The collective nature of capitalist production makes the distribution of income and wealth an important variable for growth. Shareholders and senior executives—particularly in the financial sector—are extracting unearned rent from the value firms produce. And as the French economist Thomas Piketty has shown, the inheritance of capital (particularly land and property), whose increase in value outpaces that of the economy as a whole, skews the overall distribution of wealth. This has a profound effect on the fairness and inclusivity of today’s economies. But it also negatively impacts growth itself. There is striking evidence—confirmed by the OECD and IMF—that economies with more equal distributions of income and wealth have stronger and more stable economic growth than those with greater inequality. In short, redistributive policies that reduce inequality also promote growth.
This creates a powerful case for rebalancing the distribution of earnings between capital and labor. Trade unions have lost power and membership, and deregulated, flexible labor markets have allowed employers to bargain wages and working conditions down. Crucially, raising wages tends to force firms to invest in improving productivity, which in turn boosts economic performance. Public policy therefore has an important role in regulating labor markets, promoting both trade union membership and employee ownership of capital, and managing markets in housing and land. It should also ensure progressive tax systems: of wealth as well as income, and of corporations as well as individuals.
Finally, from an ecological point of view, economic activity generates value by using material resources and energy that are subsequently returned to the environment as waste. Economic growth can be generated either by expanding the use of natural resources or by increasing their economic value. Today, with use of these resources at or close to their safe limits, it matters more than ever which option we choose.
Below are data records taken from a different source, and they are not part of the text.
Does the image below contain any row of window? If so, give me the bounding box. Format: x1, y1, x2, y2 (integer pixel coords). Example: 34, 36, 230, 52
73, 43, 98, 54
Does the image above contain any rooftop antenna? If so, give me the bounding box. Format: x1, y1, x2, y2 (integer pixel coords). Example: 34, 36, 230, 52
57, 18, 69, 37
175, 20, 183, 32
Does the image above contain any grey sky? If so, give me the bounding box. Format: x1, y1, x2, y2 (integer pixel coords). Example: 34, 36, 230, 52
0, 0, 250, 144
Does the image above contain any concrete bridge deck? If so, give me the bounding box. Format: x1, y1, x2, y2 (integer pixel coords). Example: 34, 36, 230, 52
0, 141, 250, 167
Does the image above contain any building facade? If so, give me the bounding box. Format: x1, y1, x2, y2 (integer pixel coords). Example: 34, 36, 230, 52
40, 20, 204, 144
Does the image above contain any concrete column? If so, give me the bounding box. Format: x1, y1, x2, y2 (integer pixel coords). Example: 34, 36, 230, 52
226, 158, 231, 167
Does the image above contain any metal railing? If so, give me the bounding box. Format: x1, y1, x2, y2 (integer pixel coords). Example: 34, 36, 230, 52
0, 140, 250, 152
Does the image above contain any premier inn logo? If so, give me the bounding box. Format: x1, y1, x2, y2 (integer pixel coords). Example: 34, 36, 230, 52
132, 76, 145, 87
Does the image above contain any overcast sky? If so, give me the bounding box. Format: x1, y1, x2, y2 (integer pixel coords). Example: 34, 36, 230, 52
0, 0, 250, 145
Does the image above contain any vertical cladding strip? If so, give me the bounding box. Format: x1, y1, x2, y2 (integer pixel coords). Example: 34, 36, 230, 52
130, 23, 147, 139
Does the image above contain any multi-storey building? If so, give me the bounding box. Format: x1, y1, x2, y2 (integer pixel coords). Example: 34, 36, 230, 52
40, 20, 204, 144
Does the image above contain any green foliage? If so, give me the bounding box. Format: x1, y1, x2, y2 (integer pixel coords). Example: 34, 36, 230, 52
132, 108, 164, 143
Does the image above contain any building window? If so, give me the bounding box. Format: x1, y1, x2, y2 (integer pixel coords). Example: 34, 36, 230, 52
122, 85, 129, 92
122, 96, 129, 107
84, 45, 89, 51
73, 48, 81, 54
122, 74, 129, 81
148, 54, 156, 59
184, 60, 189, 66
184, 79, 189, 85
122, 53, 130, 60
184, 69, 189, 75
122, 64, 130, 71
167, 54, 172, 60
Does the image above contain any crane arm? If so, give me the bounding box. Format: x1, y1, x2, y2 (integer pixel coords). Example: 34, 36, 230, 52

In the context of climate change, the centrality of carbon to industrial economies makes an understanding of structural change—not just corrections to marginal market failures—particularly vital to economic analysis.
The role of policy is to help create and shape markets to achieve the co-production, and the fair distribution, of economic value. Economic performance cannot be measured simply by the short-term growth of GDP, but requires better indicators of long-term value creation, social wellbeing, inequality, and environmental sustainability.
Western capitalism has not been functioning well in recent years. Mainstream policies, reflecting an outdated economic orthodoxy, have proved themselves unable to set it on a new course. But there is nothing inevitable about this failure. A more innovative, sustainable, and inclusive economic system is possible. It will, however, require fundamental changes in our understanding of how capitalism works, and how public policy can help create a different economic future.
Michael Jacobs is Director of the Commission on Economic Justice of the Institute for Public Policy Research, United Kingdom.
Mariana Mazzucato is a professor at University College London and author of The Entrepreneurial State: Debunking Public vs. Private Sector Myths (Anthem Other Canon Economics, 2013).
This article is an edited version of the introduction to their co-edited book, Rethinking Capitalism: Economics and Policy for Sustainable and Inclusive Growth (Wiley Blackwell, 2016).